We are not asking for extra money. The Treasury is not being asked to find new money. The families just want what they are entitled to. I shall set out the figures. The police officers pay 11% of their wages into the pensions. Generally speaking, the widows or widowers receive 50% of the pension. In 2012 there were 22,000 widows in receipt of a police pension. Between 2008 and 2012 in England and Wales, there were a mere 131 cessations because of remarriage or cohabitation. That is a large number of people who are being forced to face a life of isolation and loneliness to maintain their financial security.

On the figures, approximately 0.5% of police widows are being unfairly denied financial support that would have been available to them from the pensions. It is hard to put an exact figure on how much individuals are losing, because that is personal and depends on the husband’s or wife’s age at death. My constituent estimates that she has lost about £135,000—a not inconsiderable sum. The numbers are small: to grant all police widows a pension for life, regardless of their status, would, according to the response to a freedom of information request, cost £50 million. As I have said, that is not new money; it is money already in the system.

I want to tell the Minister about a couple, aged 75 and 80, whom I will not name as they want to remain anonymous. One is the widow of a police officer. They are forced to live 100 miles apart because the loss of the widow’s income should they cohabit would be impossible to bear. That means that they are not there to support each other every day through the inevitable illness that old age brings. They want to spend their twilight years together without financial penalty. Why are they denied that right?

Announcing the changes in 2015, the then Home Secretary, now the Prime Minister, told the House:

“We will reform the scheme to ensure that the widows, widowers and civil partners of police officers who have died on duty do not have to choose between solitude and financial security.—[Official Report, 12 October 2015; Vol. 600, c. 18.]

However, that is happening. The average age of a police widow is 74. The petty injustice that I am describing could cost the taxpayer more: as the group gets older without the income from their deceased spouses’ pensions they are more likely to have recourse to the state. Does the Minister think that a sensible use of public money?

This injustice forces widows and widowers to choose between love and money. Many feel that the financial cost is too great, particularly when their children are affected. If they choose personal happiness, they face financial insecurity through no fault of their own.
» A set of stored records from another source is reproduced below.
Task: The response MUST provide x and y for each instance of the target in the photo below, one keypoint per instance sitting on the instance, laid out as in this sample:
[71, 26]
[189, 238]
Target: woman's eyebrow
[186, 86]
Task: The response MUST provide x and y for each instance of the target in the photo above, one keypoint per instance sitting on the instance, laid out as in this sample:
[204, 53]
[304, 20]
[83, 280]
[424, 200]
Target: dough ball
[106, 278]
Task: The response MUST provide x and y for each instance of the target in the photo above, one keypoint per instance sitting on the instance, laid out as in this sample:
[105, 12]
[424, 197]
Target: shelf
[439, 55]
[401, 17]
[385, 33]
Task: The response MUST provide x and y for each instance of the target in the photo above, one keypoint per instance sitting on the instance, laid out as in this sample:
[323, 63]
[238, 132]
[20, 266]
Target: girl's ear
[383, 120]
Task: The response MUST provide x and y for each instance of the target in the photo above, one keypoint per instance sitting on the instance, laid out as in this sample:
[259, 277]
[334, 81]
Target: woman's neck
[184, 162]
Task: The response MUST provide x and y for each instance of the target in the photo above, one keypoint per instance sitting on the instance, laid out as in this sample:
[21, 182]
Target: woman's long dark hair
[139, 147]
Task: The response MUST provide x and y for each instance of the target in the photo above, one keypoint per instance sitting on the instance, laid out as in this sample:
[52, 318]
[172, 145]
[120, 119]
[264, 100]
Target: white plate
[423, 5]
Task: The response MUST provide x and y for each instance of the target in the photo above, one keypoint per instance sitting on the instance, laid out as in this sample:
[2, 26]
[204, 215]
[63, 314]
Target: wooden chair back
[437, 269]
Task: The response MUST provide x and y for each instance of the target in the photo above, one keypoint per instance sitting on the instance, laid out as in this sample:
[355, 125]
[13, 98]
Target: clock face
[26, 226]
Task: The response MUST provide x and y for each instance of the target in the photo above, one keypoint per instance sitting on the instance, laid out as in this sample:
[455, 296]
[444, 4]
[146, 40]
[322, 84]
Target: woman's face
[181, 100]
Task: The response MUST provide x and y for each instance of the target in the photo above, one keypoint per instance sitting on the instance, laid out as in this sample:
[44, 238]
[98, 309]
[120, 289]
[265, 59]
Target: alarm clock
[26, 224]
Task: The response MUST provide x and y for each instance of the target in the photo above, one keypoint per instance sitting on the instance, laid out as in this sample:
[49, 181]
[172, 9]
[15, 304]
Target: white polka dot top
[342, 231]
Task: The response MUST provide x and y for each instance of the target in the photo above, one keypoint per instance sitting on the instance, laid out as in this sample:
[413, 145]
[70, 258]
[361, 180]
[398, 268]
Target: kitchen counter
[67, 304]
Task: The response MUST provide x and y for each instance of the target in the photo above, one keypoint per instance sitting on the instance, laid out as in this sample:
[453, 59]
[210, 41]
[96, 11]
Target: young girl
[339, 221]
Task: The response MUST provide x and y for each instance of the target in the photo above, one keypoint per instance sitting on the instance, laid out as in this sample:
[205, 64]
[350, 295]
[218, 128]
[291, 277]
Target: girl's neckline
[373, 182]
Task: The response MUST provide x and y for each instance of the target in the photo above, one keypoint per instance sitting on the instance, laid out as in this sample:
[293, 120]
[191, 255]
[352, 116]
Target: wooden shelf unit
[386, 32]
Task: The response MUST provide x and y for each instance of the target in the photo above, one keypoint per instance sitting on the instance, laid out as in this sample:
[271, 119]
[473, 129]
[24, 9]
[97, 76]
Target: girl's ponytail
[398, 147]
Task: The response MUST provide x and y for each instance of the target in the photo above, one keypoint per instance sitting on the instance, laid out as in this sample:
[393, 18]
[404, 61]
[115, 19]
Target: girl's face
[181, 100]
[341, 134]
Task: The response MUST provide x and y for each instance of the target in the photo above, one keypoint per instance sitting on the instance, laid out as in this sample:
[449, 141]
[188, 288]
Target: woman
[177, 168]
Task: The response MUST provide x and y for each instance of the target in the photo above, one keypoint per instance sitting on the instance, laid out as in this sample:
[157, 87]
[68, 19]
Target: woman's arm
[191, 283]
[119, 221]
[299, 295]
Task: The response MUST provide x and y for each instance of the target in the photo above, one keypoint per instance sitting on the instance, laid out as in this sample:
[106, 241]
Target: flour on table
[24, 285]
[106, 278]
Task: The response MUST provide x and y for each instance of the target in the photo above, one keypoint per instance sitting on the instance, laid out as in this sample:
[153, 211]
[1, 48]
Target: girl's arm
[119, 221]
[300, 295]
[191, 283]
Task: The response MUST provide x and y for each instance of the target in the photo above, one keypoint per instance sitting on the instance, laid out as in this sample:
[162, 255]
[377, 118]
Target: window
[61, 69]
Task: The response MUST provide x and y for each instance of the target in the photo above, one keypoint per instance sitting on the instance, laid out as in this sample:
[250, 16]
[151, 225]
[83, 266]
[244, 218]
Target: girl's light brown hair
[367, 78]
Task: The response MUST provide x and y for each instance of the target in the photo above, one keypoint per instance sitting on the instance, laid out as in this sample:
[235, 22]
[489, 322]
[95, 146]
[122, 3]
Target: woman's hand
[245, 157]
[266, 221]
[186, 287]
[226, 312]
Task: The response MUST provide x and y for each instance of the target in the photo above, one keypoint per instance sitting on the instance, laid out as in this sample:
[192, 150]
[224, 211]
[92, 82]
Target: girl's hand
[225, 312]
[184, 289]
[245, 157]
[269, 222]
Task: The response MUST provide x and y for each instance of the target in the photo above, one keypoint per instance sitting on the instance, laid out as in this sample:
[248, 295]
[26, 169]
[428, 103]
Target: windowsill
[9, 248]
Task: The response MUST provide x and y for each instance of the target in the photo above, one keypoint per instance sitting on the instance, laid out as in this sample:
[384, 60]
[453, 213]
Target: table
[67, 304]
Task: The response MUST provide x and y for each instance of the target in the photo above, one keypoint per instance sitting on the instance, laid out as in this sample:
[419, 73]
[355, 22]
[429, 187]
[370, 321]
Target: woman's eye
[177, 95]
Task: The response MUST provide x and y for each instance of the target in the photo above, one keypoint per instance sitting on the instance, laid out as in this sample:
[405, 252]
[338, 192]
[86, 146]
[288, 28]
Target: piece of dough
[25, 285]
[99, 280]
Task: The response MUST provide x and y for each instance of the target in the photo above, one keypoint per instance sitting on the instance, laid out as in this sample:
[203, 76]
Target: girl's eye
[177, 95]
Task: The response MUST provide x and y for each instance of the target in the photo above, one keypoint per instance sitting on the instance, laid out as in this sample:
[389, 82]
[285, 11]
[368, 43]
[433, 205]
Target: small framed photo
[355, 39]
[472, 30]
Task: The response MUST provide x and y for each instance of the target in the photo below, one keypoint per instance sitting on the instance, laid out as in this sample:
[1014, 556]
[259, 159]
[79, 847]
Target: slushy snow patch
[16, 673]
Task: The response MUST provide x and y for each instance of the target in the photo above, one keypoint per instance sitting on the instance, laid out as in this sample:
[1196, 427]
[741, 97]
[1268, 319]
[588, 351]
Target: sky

They will also be asking their new partner to take on full financial responsibility for their children, who will lose the money that their father or mother had put aside for them. I cannot understand that.

Just over two years ago, Richard Graham raised this issue, and he and I debated it in this Chamber. We are no further forward now; the situation has been made more baffling. I am particularly pleased to see hon. Members here from Northern Ireland and Scotland.